CHERYL CORLEY, BYLINE: About 200 people filled the seats of one side of a cavernous auditorium at Chicago State University. They're among the new hires that will stand watch on Chicago streets. And they listen intently as Chicago public school safety manager Willie Sims runs down a list of do's and don'ts they need to know.
WILLIE SIMS: When you out on post, try to get to know parents. Try to get to know the business owners where you're posted. Communicate with them.
CORLEY: After the briefing, Passionne Watson(ph) said she learned what to do if a fight or shooting occurs on her watch.
PASSIONNE WATSON: Depending on the situation, you might have to call the police first.

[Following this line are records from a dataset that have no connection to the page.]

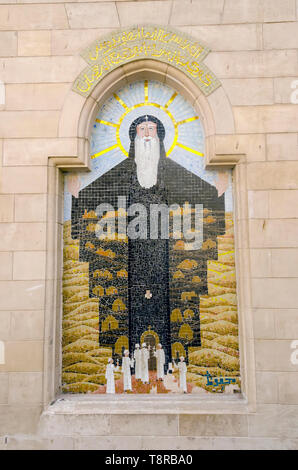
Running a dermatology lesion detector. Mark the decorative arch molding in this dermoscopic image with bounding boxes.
[53,26,243,170]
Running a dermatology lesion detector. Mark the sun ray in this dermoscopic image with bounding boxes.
[113,93,129,110]
[164,91,178,108]
[95,119,117,127]
[177,116,200,126]
[144,80,148,104]
[91,144,119,159]
[176,142,204,157]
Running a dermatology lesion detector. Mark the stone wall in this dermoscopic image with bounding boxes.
[0,0,298,449]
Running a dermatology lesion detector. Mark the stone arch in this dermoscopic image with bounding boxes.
[57,53,241,169]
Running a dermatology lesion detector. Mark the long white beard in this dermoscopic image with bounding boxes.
[135,136,160,189]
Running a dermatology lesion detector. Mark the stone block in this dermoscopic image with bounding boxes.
[0,372,9,405]
[271,248,298,277]
[0,405,42,436]
[274,309,298,339]
[141,436,214,450]
[1,166,47,194]
[222,78,274,106]
[222,0,296,24]
[216,134,266,162]
[66,2,120,29]
[0,111,59,138]
[263,21,298,50]
[170,0,224,26]
[269,190,298,219]
[15,194,47,222]
[111,414,178,436]
[249,219,298,248]
[0,311,11,341]
[0,281,44,310]
[0,194,14,222]
[8,372,43,405]
[189,24,261,51]
[10,310,44,341]
[255,340,297,372]
[0,4,68,31]
[248,405,298,440]
[74,436,142,450]
[252,278,298,308]
[1,56,86,84]
[247,161,298,190]
[179,414,248,436]
[204,50,298,79]
[250,249,272,277]
[117,0,171,27]
[234,104,298,134]
[39,409,111,440]
[5,83,69,111]
[247,191,269,219]
[274,77,298,104]
[3,138,78,166]
[208,87,235,134]
[18,31,51,57]
[0,223,46,251]
[0,251,12,281]
[52,27,114,56]
[0,341,43,372]
[256,372,279,403]
[266,133,298,160]
[0,31,18,57]
[6,435,74,450]
[13,251,46,281]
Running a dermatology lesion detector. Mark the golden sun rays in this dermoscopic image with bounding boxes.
[91,80,204,159]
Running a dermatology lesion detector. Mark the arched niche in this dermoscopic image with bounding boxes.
[44,39,255,412]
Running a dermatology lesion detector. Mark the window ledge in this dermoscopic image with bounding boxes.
[43,394,253,415]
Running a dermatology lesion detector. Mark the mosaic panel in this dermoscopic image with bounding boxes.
[62,80,241,395]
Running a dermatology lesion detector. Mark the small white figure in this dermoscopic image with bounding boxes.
[173,356,187,393]
[106,357,119,393]
[141,343,150,384]
[122,349,133,391]
[134,344,142,380]
[154,343,166,380]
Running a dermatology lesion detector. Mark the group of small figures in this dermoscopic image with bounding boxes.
[105,343,187,393]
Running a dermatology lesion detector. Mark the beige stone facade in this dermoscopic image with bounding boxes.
[0,0,298,449]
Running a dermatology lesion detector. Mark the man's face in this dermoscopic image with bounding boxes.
[137,121,157,140]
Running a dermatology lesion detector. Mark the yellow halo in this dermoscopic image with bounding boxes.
[91,80,204,159]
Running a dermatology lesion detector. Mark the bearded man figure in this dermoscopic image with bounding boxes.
[72,115,225,369]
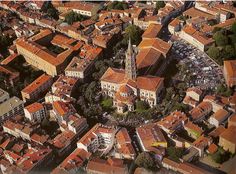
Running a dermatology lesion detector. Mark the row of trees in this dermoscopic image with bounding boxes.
[207,23,236,65]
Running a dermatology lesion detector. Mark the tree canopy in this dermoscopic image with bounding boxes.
[231,22,236,34]
[156,1,166,10]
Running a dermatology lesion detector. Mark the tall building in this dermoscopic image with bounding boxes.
[224,60,236,87]
[0,97,24,121]
[125,39,137,80]
[100,40,164,113]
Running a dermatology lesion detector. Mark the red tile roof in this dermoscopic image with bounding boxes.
[25,102,44,113]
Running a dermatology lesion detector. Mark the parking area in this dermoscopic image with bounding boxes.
[172,39,224,89]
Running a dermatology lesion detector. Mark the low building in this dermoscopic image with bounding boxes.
[45,75,78,103]
[203,95,226,112]
[179,25,215,51]
[228,113,236,127]
[186,87,203,102]
[189,101,212,122]
[0,97,24,121]
[219,126,236,154]
[86,158,128,174]
[57,2,101,17]
[183,87,203,107]
[184,121,203,139]
[136,123,167,156]
[192,135,212,157]
[115,128,136,159]
[100,41,164,113]
[168,18,182,34]
[52,101,76,124]
[16,29,81,77]
[0,65,20,86]
[24,103,46,123]
[223,60,236,87]
[157,111,188,134]
[77,124,116,153]
[0,88,10,104]
[209,109,230,127]
[162,158,211,174]
[142,24,162,39]
[21,74,53,102]
[52,130,77,157]
[52,148,92,174]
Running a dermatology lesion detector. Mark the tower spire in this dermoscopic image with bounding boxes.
[125,38,137,80]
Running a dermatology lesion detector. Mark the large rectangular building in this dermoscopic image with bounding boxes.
[16,29,81,77]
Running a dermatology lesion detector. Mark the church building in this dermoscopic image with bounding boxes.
[100,40,164,113]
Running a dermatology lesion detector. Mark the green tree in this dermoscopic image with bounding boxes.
[101,98,113,111]
[213,31,228,46]
[123,25,143,45]
[216,84,233,97]
[211,147,231,164]
[47,8,59,20]
[65,11,84,25]
[231,22,236,34]
[135,100,149,112]
[222,45,236,60]
[84,81,97,103]
[212,27,222,33]
[135,152,156,169]
[207,46,222,63]
[167,146,184,162]
[156,1,166,10]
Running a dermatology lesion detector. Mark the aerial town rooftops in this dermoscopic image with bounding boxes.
[138,38,171,56]
[0,96,24,116]
[136,48,161,69]
[142,24,162,39]
[212,109,229,122]
[52,101,76,116]
[224,60,236,77]
[22,74,52,94]
[53,130,76,149]
[189,101,212,120]
[169,18,181,27]
[87,158,127,174]
[61,2,99,11]
[136,123,167,150]
[183,7,215,19]
[220,126,236,144]
[25,102,44,113]
[52,148,91,174]
[157,111,187,132]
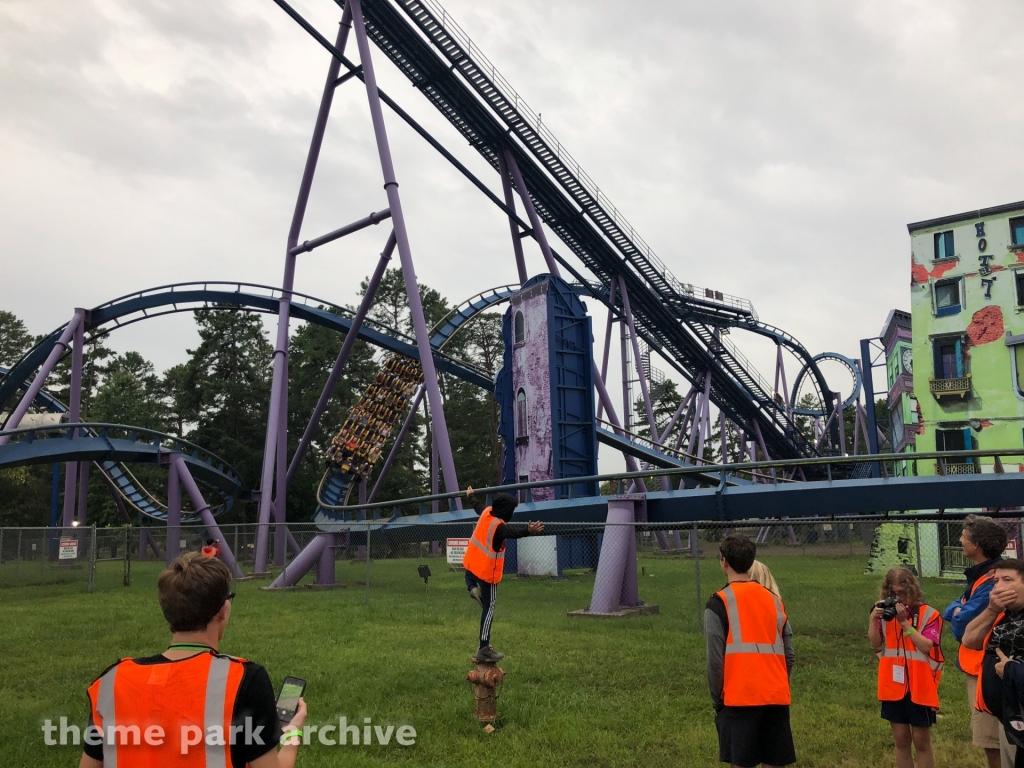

But if the incident hasn't occurred yet, you will call your base operator and they can alert the security at the school and administrators.
CORLEY: Passionne's relatives, Cory Mitchell and Tamica Watson, say they learned not to intervene if there's trouble.
TAMICA WATSON: Oh no, I know. I'm gonna get low to the ground.
CORY MITCHELL: Right.
T. WATSON: Get low.
CORLEY: The Chicago public schools, or CPS, started a Safe Passage program four years ago putting workers on certain streets to keep watch after a high school student was beaten to death during a brawl. Since CPS closed so many schools during the summer, there has been plenty of worry about kids having to cross rival gang territories to attend new schools. Chicago Mayor Rahm Emanuel says, in addition to trying to control violence, city agencies are cleaning, making repairs and making their presence known.
MAYOR RAHM EMANUEL: Trees trimmed, lots cleaned, buildings boarded up and torn down, lights replaced.
CORLEY: There are bright yellow Safe Passage signs on several streets near Wilson and Broadway on Chicago's north side. That's where five people were shot earlier this week during a drive-by.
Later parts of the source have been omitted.